Howard League for Penal Reform chief executive Andrea Coomber KC said: “When conditions are so appalling that a wall can be prised open with plastic cutlery and when violence, drug use and self-harm are rife, what hope is there for the men who spend more than 21 hours each day locked in their cells?
“There are many other prisons like Winchester. This is the fourth urgent notification since May, after Wandsworth, Rochester and Manchester, and there are likely to be more in the near future.
“It is time to put things right. The independent review of sentencing announced this week is a once-in-a-generation opportunity to deliver a more humane and effective response to crime. We must grab it with both hands.”
Prisons Minister Lord Timpson said: “This report illustrates the scale of the crisis this government inherited in our prisons.”
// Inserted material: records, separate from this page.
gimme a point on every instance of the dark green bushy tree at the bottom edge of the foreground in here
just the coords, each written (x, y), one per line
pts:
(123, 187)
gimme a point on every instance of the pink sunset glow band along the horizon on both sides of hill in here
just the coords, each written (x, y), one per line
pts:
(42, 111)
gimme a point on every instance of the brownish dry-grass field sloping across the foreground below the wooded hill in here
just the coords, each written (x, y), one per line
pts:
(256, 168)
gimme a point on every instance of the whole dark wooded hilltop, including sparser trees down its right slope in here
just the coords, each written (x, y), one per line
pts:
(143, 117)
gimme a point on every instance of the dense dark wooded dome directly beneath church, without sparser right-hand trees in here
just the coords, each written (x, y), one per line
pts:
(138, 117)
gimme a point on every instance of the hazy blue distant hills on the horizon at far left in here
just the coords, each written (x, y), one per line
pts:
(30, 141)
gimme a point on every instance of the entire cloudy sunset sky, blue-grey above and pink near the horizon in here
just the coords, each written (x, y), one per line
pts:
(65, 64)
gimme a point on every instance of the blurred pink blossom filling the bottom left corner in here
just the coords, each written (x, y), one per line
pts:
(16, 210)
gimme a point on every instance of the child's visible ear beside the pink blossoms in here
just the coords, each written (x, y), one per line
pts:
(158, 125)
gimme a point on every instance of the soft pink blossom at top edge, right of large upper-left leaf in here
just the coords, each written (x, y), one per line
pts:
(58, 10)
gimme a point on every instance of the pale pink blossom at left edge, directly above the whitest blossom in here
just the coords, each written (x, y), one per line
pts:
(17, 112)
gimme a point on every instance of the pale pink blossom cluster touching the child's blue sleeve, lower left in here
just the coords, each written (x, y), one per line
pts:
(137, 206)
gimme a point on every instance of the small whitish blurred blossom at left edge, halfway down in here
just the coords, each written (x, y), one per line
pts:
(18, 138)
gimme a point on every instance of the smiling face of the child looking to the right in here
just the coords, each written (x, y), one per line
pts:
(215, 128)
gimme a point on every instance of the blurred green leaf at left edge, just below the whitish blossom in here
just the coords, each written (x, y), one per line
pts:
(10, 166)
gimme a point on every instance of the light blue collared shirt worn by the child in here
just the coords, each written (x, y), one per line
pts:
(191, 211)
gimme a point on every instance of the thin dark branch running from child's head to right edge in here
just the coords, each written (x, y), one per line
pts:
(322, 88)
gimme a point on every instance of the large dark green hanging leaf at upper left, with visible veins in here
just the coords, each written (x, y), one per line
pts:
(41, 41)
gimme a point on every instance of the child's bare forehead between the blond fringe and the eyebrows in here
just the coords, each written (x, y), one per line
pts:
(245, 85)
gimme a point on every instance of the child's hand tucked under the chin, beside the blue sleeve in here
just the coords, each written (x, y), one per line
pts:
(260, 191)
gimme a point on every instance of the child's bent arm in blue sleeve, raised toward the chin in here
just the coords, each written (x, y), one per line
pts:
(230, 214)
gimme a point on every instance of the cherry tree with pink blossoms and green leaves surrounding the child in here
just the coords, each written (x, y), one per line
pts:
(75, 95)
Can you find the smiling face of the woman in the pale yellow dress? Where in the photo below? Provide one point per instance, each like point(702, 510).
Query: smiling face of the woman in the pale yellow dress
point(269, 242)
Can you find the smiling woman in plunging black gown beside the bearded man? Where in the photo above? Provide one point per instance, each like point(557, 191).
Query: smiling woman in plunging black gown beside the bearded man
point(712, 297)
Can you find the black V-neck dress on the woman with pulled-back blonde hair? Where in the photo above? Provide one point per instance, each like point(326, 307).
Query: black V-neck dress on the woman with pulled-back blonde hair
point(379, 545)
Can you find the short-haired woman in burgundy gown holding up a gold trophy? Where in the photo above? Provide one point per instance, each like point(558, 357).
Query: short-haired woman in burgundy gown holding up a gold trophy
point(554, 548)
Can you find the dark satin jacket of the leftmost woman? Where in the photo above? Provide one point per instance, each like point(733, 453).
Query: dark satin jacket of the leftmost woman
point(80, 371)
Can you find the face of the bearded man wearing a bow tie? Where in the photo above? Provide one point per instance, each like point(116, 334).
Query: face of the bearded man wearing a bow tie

Mark Day, Deputy Director of the Prison Reform Trust said: “Winchester is the fourth prison this year to have been issued with an urgent notification. Extraordinarily violent; little to nothing to occupy prisoners’ time constructively—fuelling frustration, drug use and debt; and people forced to live and work in dreadful conditions which inspectors questioned whether they were fit for habitation.
“Inspectors are right to lay the blame on systematic failings within the prison service and Ministry of Justice. This week’s sentencing review highlights a dawning realisation at the very top of government that a radical change to our approach to imprisonment is needed.”